Why not tell you boss that you need to take a few days off. I am sure that he will understand...
Posted by: Zack S | Friday, 21 January 2022 at 09:31 AM
In this case, I suggest the expression 'out of it'.
Posted by: Keith B. | Friday, 21 January 2022 at 07:30 PM
I had no reaction to the first. The second I had minor body aches. But I had spent the morning wrestling with the snowblower so aches would have been normal. The tech who gave me the second asked if I'd had any reaction from the first. I told him nothing except the half-dozen backflips I did on the way out of the clinic. No reaction to the booster.
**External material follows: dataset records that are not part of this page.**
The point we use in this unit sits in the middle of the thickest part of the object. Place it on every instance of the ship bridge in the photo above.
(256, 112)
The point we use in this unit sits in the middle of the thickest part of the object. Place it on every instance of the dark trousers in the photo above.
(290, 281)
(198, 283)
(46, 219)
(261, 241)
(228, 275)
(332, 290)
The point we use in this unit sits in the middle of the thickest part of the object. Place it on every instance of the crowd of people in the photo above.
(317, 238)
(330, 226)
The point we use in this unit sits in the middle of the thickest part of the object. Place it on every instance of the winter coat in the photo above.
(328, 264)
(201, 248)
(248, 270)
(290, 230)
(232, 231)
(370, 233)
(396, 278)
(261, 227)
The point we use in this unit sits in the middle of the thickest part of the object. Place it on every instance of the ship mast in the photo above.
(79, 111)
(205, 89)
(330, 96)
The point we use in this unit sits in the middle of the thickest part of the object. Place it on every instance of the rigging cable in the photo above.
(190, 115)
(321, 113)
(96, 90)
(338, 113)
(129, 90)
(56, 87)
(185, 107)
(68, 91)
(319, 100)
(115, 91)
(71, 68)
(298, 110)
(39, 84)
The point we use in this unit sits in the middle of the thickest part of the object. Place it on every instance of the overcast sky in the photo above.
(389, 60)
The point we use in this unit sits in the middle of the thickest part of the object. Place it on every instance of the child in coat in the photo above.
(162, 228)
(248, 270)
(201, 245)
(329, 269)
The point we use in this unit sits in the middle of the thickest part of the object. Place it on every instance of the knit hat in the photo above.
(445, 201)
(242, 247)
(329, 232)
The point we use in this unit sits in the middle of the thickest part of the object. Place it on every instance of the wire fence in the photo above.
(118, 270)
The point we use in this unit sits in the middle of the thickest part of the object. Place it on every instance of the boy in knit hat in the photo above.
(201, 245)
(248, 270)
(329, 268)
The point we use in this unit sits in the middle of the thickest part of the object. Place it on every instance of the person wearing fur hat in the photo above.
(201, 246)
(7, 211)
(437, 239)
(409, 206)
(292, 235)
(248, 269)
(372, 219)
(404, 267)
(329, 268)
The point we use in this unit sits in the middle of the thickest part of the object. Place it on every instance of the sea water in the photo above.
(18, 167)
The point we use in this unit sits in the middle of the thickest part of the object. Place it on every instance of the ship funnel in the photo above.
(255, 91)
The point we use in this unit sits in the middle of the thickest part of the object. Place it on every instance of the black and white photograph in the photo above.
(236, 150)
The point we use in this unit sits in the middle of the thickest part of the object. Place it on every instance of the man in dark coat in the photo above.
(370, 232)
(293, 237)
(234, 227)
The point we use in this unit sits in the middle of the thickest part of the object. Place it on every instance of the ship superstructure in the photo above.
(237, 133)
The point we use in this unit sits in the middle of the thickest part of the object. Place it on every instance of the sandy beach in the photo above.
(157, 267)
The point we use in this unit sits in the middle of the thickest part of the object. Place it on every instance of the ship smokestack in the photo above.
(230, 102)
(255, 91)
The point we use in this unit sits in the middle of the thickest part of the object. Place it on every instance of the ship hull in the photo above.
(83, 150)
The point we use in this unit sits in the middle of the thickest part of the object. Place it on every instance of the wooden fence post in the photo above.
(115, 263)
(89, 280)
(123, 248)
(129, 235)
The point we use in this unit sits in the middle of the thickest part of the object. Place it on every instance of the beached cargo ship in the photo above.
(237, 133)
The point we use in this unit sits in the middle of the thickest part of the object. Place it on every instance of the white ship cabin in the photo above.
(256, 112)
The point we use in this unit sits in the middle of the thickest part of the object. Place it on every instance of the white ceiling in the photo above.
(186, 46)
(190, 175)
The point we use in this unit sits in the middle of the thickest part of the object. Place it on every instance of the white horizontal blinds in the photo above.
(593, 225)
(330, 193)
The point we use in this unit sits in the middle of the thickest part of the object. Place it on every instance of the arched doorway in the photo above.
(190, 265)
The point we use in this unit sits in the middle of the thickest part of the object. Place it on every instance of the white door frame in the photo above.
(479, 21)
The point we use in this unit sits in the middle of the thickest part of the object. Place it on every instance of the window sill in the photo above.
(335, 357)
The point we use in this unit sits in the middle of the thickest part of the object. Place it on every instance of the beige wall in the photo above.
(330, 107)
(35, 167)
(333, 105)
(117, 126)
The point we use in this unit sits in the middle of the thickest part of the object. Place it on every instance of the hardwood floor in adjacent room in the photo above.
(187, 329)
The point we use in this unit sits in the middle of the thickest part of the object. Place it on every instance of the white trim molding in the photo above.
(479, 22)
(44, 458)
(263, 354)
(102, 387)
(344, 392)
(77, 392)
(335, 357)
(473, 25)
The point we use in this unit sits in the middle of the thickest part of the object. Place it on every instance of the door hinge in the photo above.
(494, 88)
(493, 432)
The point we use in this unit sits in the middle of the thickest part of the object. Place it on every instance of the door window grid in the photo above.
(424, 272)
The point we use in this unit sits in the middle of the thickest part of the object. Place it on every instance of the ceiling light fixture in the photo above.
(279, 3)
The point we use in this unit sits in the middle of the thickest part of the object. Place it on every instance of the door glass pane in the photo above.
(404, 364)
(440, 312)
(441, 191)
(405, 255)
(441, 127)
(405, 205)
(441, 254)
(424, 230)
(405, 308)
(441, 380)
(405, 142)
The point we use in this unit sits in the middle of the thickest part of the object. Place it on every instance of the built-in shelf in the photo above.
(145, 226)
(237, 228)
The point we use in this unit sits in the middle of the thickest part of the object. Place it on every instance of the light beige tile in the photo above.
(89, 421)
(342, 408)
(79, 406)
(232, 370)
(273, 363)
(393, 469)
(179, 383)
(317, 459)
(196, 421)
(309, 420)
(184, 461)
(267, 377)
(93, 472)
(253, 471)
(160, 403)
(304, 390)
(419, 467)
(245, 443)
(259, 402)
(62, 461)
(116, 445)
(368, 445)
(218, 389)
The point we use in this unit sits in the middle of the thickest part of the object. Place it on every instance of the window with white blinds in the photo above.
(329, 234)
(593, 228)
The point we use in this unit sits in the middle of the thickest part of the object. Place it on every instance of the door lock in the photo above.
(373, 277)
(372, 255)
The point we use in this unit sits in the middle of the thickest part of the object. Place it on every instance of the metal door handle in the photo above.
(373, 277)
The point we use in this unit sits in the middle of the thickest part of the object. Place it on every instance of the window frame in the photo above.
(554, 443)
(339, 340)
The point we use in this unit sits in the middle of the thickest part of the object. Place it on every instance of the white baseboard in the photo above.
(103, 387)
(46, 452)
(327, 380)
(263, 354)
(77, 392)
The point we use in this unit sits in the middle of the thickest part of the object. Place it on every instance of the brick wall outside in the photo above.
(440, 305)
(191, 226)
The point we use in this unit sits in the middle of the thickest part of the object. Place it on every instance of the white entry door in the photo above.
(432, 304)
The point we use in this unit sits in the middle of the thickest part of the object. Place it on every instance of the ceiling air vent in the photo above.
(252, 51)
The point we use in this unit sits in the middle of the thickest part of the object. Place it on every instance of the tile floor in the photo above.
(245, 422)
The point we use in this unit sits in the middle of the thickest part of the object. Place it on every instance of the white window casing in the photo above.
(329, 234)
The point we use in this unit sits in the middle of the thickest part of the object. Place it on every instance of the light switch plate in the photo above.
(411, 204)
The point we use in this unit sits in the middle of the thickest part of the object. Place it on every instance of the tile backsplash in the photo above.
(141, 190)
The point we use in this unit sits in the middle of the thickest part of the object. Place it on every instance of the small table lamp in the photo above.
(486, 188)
The booster knocked my wife on her keister for 24 hours, She says it was worth it.
Posted by: Bill Bresler | Friday, 21 January 2022 at 08:41 PM
Take it easy.
Posted by: Marcelo Guarini | Saturday, 22 January 2022 at 03:06 PM
I’ve had umpteen jabs over the years and never had a reaction other than maybe a little redness at the site. I had no reaction to 2 AstraZeneca jabs but after my 3rd, a Pfizer, I was very fatigued the following day which may, or may not, have been due to the vaccine.
Posted by: Richard Parkin | Sunday, 23 January 2022 at 11:34 AM
All those reactions show your body is producing an immune response - think positive!